Weird results post-merge
mediocregopher opened this issue · 2 comments
I know hll's aren't supposed to be accurate, so if this is simply a case of finding a limitation in the accuracy then that's cool, I just wanted to double check. I have the following code:
func main() {
add := func(hll *hyperloglog.HyperLogLogPlus, i int) {
h := fnv.New64a()
h.Write([]byte(strconv.Itoa(i)))
hll.Add(h)
}
a, _ := hyperloglog.NewPlus(12)
for i := 0; i < 10000; i++ {
add(a, i%100)
}
fmt.Printf("a: %d\n", a.Count())
b, _ := hyperloglog.NewPlus(12)
for i := 0; i < 10000; i++ {
add(b, (i%100)+5)
}
fmt.Printf("b: %d\n", b.Count())
a.Merge(b)
fmt.Printf("a+b: %d\n", a.Count())
}
I get the output:
a: 100
b: 100
a+b: 6
So the Counts for a
and b
individually look good, but post-merge it seems to get borked. Again, just wanted to check if this is a bug vs a limitation in what hll's can actually do. Thanks!
So one issue is that fnv.New64a does not provide very well distributed hashes for the integers 0-100:
func main() {
for i := 0; i < 100; i++ {
h := fnv.New64a()
h.Write([]byte(strconv.Itoa(i)))
fmt.Printf("%x\n", h.Sum64())
}
}
prints:
af63ad4c86019caf
af63ac4c86019afc
af63af4c8601a015
af63ae4c86019e62
af63a94c860195e3
af63a84c86019430
af63ab4c86019949
af63aa4c86019796
af63b54c8601aa47
af63b44c8601a894
...
Which really screws with the accuracy of hyperloglog. Maybe try a Murmur3 hash or something similar, it might give better results. I tried it out with https://github.com/spaolacci/murmur3 and it gave much more accurate results (a+b: 105).

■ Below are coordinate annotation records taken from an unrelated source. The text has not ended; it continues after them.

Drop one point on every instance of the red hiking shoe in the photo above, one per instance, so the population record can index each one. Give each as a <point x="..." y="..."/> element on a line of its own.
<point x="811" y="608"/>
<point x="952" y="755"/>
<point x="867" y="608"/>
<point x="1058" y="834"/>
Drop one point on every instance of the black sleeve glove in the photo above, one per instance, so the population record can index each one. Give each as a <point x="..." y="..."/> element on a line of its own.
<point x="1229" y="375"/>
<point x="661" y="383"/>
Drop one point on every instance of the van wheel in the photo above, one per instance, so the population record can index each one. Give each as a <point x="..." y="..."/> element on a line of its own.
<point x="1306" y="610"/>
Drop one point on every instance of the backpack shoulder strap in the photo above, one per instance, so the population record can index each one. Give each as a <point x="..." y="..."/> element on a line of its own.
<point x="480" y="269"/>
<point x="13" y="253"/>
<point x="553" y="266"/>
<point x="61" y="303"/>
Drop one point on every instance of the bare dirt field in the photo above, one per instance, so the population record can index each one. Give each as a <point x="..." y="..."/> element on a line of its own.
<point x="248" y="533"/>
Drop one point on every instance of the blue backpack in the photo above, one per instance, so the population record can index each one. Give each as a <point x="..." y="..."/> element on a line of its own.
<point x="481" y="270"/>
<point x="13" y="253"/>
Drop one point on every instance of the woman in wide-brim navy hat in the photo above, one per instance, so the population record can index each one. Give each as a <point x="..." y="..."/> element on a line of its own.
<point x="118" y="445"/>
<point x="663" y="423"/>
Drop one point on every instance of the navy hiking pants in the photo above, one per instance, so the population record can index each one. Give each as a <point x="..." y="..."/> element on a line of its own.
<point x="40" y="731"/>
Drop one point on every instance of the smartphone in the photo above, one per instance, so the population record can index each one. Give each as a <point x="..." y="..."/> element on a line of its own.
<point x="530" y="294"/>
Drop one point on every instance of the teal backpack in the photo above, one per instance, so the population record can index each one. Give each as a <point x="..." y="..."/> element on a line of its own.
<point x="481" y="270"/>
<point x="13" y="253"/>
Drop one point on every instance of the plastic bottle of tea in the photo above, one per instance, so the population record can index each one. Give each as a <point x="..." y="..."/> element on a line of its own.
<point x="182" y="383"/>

In addition to this, I just merged #17, which will keep the sparse representation when merging two small HLLs. This will also increase accuracy.
Ah, thanks! I had come up with that test case as a generalization of something else I was doing that didn't involve integers I don't think, but if I see this problem again I'll keep murmer3 in mind, that might be worth switching to in general anyway.